UK, Ireland discuss progress in Brexit trade negotiations

Irish Taoiseach Micheal Martin (L) with British PM Boris Johnson

British Prime Minister Boris Johnson spoke with Irish Taoiseach Micheal Martin on Friday evening and discussed progress in UK-EU trade negotiations, the UK government said, at a time when differences remained with the EU on a Brexit trade deal.

On the call, Johnson stressed his commitment to reach a deal that respects the sovereignty of the country, the government said in a statement here.

The leaders also reaffirmed the need to prioritise the 1998 Good Friday peace deal and avoid a hard border on the island of Ireland. The deal effectively ended Northern Ireland’s 30 years of sectarian violence and created institutions for cross-border cooperation on the island of Ireland.

On Wednesday, the Ireland prime minister had said that there was still time for a “good result” in trade talks.

The leaders also discussed their respective efforts to tackle the coronavirus pandemic and measures taken ahead of Christmas.

Shortly after the UK-Ireland talks, the European Union’s Brexit negotiator Michel Barnier has returned back in London to continue face-to-face negotiations on securing a trade deal with Britain.

“I am very happy to be back in London.

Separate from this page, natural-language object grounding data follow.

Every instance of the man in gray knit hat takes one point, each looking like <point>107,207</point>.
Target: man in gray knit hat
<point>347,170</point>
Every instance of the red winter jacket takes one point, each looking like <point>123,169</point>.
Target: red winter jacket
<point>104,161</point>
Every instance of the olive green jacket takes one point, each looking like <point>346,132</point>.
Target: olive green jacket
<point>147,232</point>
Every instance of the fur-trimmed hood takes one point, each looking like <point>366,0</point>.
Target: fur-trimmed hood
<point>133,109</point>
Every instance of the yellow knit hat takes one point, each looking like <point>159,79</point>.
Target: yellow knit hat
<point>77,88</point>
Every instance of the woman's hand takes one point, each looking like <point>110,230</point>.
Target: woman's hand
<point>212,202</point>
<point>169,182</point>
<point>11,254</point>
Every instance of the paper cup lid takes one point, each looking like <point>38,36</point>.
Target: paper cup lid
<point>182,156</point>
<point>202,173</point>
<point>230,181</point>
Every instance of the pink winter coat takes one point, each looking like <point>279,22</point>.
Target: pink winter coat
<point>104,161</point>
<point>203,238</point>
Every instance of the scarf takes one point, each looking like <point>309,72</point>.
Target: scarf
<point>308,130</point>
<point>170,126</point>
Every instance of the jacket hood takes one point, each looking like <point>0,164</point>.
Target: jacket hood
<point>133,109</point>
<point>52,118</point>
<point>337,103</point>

We continue the work with patience and determination,” he told Reuters after arriving in London for a new round of trade talks.

With just five weeks left until the United Kingdom finally exits the EU’s orbit, both sides are calling on the other to move their positions to clear the way for a trade deal that would avoid a tumultuous finale to the five-year Brexit crisis. A “no-deal” exit would snarl borders, spook financial markets and disrupt delicate supply chains that stretch across Europe and beyond -- just as the world grapples with the vast economic cost of the COVID-19 outbreak.

To avoid such a scenario, both sides are calling on the other to compromise on the three main issues of contention - fishing, state aid and how to resolve any future disputes. 

According to the Telegraph, the European Union is set to concede on Brexit fishing rights. Brussels has also accepted a proposal for a transition period on fishing rights after 1 January, the newspaper said although that has not been officially declared yet.